- Ministério da Saúde emite alerta sobre possível retorno do El Niño no segundo semestre de 2026.
- El Niño pode aumentar casos de dengue, chikungunya e zika por alterações climáticas e proliferação do Aedes aegypti.
- Projeções indicam 1,7 milhão de casos de dengue em 2027 caso condições climáticas se confirmem.
- População deve eliminar criadouros do mosquito com medidas como tampar caixas d'água e limpar ralos.
- Preparação antecipada é essencial para reduzir impactos do fenômeno sobre a saúde pública.
O possível retorno do fenômeno El Niño no segundo semestre de 2026 acendeu um alerta no Ministério da Saúde. A combinação entre temperaturas mais elevadas e alterações no regime de chuvas pode favorecer a proliferação do mosquito Aedes aegypti, transmissor da dengue, chikungunya e zika, aumentando o risco de surtos dessas doenças em diversas regiões do país.
Segundo projeções do sistema InfoDengue, desenvolvido pela Fundação Oswaldo Cruz (Fiocruz), o Brasil poderá registrar cerca de 1,7 milhão de casos de dengue em 2027 caso as condições climáticas previstas se confirmem. Embora os números sejam estimativas, especialistas destacam que o cenário exige ações preventivas desde já.
Como o El Niño influencia o aumento dos casos?

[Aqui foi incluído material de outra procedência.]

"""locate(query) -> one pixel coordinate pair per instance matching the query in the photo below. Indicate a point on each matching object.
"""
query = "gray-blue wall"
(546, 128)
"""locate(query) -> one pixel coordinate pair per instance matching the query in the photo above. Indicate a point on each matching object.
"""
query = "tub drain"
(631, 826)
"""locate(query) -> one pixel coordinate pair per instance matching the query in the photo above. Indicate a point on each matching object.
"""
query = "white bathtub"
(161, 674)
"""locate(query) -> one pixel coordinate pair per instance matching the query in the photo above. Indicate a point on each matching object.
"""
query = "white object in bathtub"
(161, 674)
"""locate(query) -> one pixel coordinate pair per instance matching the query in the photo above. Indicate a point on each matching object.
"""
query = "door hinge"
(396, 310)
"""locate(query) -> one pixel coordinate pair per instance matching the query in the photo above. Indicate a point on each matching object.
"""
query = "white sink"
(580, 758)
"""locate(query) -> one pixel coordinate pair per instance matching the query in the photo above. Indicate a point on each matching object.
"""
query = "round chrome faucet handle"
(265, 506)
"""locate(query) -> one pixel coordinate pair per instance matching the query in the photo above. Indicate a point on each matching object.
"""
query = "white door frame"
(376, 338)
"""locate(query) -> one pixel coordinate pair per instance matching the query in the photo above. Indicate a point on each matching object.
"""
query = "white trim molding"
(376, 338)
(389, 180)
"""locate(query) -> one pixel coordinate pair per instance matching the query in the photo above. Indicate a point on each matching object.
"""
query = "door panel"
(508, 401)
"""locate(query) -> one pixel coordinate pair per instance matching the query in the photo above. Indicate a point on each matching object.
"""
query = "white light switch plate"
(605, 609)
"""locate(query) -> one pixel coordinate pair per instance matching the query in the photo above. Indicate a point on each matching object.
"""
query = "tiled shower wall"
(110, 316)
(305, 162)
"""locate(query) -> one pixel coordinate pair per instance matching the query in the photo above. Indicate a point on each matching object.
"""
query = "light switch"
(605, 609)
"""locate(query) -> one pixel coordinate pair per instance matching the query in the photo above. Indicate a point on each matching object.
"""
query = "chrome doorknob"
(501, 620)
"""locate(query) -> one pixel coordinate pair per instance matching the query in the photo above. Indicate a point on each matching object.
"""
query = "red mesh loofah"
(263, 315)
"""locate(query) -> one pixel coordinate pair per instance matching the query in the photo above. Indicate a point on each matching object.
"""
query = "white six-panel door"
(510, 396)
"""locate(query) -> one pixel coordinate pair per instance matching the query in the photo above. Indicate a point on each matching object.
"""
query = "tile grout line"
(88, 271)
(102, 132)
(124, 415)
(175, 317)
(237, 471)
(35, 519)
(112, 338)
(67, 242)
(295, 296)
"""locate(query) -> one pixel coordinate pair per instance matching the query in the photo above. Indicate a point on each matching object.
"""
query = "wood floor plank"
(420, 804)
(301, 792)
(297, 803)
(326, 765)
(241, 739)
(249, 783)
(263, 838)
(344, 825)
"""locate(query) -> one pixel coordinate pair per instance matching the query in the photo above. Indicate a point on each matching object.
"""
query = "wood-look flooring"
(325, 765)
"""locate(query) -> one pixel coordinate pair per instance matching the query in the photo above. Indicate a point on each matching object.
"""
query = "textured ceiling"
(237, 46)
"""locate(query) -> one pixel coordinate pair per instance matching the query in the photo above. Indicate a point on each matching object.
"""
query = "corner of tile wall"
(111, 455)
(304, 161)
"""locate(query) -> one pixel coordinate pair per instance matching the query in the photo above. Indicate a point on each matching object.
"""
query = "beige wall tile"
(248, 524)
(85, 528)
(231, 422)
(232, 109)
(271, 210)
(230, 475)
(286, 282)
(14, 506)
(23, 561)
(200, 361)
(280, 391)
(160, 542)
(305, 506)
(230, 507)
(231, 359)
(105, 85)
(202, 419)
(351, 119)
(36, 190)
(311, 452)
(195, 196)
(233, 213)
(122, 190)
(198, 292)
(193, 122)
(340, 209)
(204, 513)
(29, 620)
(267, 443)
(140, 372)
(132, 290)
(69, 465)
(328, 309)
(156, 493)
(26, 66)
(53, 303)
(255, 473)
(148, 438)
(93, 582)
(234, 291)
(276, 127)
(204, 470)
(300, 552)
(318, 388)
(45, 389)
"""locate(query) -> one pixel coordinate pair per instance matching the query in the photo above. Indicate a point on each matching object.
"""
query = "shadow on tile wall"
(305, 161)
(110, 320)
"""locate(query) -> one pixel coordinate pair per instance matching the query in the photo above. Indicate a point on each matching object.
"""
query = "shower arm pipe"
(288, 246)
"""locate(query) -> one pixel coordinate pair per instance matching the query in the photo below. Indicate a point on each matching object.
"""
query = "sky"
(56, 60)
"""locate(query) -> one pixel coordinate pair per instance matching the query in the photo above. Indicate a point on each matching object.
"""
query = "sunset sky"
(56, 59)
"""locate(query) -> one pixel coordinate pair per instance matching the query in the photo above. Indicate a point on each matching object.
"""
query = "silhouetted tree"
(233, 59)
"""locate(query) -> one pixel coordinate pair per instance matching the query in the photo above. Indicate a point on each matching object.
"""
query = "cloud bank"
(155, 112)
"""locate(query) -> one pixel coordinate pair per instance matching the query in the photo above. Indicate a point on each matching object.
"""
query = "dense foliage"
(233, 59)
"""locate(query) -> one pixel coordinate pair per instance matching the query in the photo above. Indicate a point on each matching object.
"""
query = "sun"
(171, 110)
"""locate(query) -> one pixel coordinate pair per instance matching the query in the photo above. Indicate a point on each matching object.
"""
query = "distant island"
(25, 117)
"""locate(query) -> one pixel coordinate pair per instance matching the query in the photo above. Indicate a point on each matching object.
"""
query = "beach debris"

O El Niño é caracterizado pelo aquecimento anormal das águas do Oceano Pacífico Equatorial, capaz de provocar mudanças climáticas em diferentes partes do mundo. No Brasil, o fenômeno pode resultar em períodos mais quentes e chuvosos em determinadas regiões, criando condições ideais para a reprodução do Aedes aegypti, que deposita seus ovos em locais com água parada.
Além do aumento das chuvas, as temperaturas mais elevadas aceleram o desenvolvimento do mosquito e podem favorecer a circulação dos vírus transmitidos por ele. Entretanto, pesquisadores ressaltam que o El Niño, isoladamente, não é responsável pelo aumento das doenças. Fatores como urbanização desordenada, saneamento básico inadequado e falhas no combate aos criadouros também influenciam diretamente a ocorrência de epidemias.

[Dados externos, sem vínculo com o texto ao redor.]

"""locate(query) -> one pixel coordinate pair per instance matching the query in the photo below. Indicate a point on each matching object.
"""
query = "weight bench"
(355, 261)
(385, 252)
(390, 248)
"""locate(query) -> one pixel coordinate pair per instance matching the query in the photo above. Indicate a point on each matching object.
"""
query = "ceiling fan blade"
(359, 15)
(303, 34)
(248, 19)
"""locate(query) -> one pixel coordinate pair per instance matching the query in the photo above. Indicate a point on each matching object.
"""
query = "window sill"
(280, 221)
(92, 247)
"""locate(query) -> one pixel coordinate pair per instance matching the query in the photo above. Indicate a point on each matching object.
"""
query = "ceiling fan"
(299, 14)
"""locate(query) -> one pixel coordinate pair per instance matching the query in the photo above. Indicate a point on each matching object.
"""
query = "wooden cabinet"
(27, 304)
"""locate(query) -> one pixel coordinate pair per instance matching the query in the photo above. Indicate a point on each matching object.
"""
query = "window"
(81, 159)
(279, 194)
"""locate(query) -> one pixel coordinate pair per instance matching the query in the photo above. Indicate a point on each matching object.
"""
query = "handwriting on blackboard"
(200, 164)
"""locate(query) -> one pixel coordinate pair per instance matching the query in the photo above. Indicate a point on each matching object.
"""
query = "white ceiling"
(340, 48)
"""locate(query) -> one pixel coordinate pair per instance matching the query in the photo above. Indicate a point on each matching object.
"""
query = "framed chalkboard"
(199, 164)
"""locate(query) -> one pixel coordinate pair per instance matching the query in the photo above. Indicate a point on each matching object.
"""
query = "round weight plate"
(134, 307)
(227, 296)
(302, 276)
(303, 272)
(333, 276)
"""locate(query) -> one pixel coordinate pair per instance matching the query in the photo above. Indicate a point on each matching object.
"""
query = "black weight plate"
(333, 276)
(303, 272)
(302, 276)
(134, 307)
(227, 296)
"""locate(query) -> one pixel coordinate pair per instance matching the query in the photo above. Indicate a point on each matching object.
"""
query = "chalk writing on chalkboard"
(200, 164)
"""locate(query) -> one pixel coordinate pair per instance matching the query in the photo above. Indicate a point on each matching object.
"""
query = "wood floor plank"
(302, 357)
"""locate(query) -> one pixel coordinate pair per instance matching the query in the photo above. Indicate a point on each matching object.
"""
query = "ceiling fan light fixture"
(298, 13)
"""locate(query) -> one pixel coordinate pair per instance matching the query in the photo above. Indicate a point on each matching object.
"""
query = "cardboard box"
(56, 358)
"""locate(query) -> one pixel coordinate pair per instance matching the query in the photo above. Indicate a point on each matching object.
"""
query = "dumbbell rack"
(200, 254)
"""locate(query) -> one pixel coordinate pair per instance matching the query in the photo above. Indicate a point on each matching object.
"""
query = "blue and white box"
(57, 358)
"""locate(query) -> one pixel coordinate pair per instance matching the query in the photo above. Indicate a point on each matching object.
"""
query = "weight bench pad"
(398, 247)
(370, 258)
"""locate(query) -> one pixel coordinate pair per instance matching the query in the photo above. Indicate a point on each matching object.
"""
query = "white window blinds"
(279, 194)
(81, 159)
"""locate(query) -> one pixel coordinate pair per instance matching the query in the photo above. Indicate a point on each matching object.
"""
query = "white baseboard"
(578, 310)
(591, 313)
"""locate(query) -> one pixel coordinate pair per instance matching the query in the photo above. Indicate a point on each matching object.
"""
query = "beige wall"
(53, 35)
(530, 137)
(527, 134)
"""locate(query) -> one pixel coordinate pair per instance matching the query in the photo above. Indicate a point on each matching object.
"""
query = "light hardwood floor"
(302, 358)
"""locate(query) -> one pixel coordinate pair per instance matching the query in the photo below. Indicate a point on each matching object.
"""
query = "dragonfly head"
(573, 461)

Ministério da Saúde emite alerta
Diante das previsões climáticas, o Ministério da Saúde encaminhou uma nota técnica aos estados e municípios orientando o reforço das ações de vigilância epidemiológica e do combate ao mosquito transmissor. A recomendação inclui intensificar visitas domiciliares, ampliar campanhas educativas e fortalecer a capacidade da rede de saúde para identificar precocemente possíveis surtos.
A preocupação é maior porque a transmissão da dengue no Brasil costuma aumentar entre os meses de outubro e maio, período que poderá coincidir com os impactos do fenômeno climático em algumas regiões do país.

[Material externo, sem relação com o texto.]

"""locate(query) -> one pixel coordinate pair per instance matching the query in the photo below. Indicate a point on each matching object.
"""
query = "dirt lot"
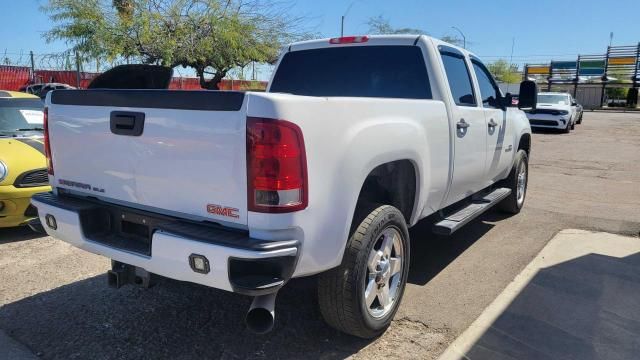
(54, 298)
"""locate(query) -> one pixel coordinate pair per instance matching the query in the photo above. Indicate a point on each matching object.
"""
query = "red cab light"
(276, 166)
(349, 40)
(47, 143)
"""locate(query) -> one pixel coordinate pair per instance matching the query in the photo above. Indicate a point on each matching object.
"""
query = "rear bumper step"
(165, 246)
(454, 221)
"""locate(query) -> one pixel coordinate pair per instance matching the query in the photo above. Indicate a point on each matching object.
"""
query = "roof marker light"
(349, 40)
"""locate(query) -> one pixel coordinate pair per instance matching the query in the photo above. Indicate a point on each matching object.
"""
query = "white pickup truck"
(356, 139)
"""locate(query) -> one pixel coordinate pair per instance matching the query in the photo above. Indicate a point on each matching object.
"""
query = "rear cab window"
(354, 71)
(458, 76)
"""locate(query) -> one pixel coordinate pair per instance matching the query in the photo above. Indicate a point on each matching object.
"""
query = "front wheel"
(517, 182)
(361, 296)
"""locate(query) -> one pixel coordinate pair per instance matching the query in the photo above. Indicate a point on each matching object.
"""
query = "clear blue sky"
(543, 29)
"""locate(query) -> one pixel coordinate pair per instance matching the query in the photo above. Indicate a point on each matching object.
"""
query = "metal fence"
(589, 76)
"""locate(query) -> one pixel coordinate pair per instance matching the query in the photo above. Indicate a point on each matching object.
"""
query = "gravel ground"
(54, 298)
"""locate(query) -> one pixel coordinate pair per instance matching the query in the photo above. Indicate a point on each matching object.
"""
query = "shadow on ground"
(16, 234)
(586, 308)
(432, 253)
(177, 320)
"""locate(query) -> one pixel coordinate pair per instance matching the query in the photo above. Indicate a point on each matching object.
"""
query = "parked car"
(41, 90)
(22, 160)
(356, 139)
(554, 111)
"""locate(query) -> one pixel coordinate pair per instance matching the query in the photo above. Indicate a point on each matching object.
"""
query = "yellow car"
(23, 168)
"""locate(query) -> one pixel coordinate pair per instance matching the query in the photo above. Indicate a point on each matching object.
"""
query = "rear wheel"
(361, 296)
(517, 182)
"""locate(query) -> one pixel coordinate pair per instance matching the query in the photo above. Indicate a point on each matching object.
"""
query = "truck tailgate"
(179, 152)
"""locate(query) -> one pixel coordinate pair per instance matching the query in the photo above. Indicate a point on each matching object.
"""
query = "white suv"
(554, 111)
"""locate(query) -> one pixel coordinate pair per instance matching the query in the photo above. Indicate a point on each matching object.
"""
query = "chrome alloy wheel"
(384, 273)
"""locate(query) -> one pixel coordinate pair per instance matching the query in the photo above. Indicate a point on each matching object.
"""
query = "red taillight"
(349, 40)
(276, 166)
(47, 143)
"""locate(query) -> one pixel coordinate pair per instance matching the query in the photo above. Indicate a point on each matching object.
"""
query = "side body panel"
(345, 139)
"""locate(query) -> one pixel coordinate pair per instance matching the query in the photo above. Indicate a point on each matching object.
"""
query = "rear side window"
(489, 91)
(359, 71)
(459, 79)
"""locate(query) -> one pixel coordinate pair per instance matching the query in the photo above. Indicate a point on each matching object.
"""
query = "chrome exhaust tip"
(261, 315)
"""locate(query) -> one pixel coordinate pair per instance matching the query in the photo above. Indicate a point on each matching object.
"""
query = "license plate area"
(119, 228)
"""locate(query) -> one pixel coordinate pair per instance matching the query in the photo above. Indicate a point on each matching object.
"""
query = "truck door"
(499, 129)
(470, 140)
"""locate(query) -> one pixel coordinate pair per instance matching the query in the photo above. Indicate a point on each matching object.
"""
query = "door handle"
(462, 124)
(127, 123)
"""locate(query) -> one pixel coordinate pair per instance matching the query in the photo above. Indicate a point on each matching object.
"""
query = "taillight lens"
(47, 143)
(276, 166)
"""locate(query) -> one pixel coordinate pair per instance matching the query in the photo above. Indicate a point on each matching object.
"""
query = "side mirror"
(528, 96)
(504, 101)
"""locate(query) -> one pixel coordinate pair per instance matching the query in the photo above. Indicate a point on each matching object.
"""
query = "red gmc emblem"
(222, 211)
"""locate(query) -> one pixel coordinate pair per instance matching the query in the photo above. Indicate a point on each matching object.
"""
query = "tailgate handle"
(127, 123)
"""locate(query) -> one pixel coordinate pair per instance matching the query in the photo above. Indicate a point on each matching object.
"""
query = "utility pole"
(513, 45)
(33, 68)
(610, 38)
(343, 16)
(464, 38)
(77, 70)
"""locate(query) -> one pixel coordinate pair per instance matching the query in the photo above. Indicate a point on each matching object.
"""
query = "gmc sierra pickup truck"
(356, 139)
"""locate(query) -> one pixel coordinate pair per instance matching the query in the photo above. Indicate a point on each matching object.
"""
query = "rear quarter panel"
(346, 138)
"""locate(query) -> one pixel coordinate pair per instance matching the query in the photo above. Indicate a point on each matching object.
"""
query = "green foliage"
(379, 25)
(504, 72)
(211, 36)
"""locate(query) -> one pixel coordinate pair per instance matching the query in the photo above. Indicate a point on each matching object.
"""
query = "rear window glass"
(361, 71)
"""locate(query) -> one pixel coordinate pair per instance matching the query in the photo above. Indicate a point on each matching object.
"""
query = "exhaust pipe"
(261, 314)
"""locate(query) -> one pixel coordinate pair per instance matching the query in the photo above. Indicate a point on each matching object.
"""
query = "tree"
(379, 25)
(211, 36)
(504, 72)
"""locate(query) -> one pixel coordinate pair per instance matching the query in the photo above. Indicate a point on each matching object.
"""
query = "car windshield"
(553, 99)
(18, 116)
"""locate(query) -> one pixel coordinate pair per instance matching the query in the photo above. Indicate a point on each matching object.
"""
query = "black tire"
(511, 204)
(341, 291)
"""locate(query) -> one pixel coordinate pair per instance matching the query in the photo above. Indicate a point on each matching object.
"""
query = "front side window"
(459, 79)
(488, 89)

O que a população pode fazer?
Mesmo com a influência do clima, especialistas destacam que a principal forma de prevenção continua sendo a eliminação dos criadouros do mosquito. Entre as medidas recomendadas estão:
- Manter caixas d'água e reservatórios devidamente tampados;
- Eliminar recipientes que possam acumular água parada;
- Limpar regularmente calhas e ralos;
- Colocar areia nos pratos de vasos de plantas;
- Descartar corretamente pneus e outros objetos expostos à chuva;
- Utilizar repelentes e telas de proteção em áreas com maior circulação do mosquito.
Cenário exige atenção
Embora o possível retorno do El Niño não signifique que uma nova epidemia seja inevitável, autoridades sanitárias afirmam que a preparação antecipada pode reduzir significativamente os impactos do fenômeno sobre a saúde pública. O alerta serve como um reforço da importância das medidas preventivas, especialmente nos meses que antecedem o período de maior transmissão das arboviroses no Brasil.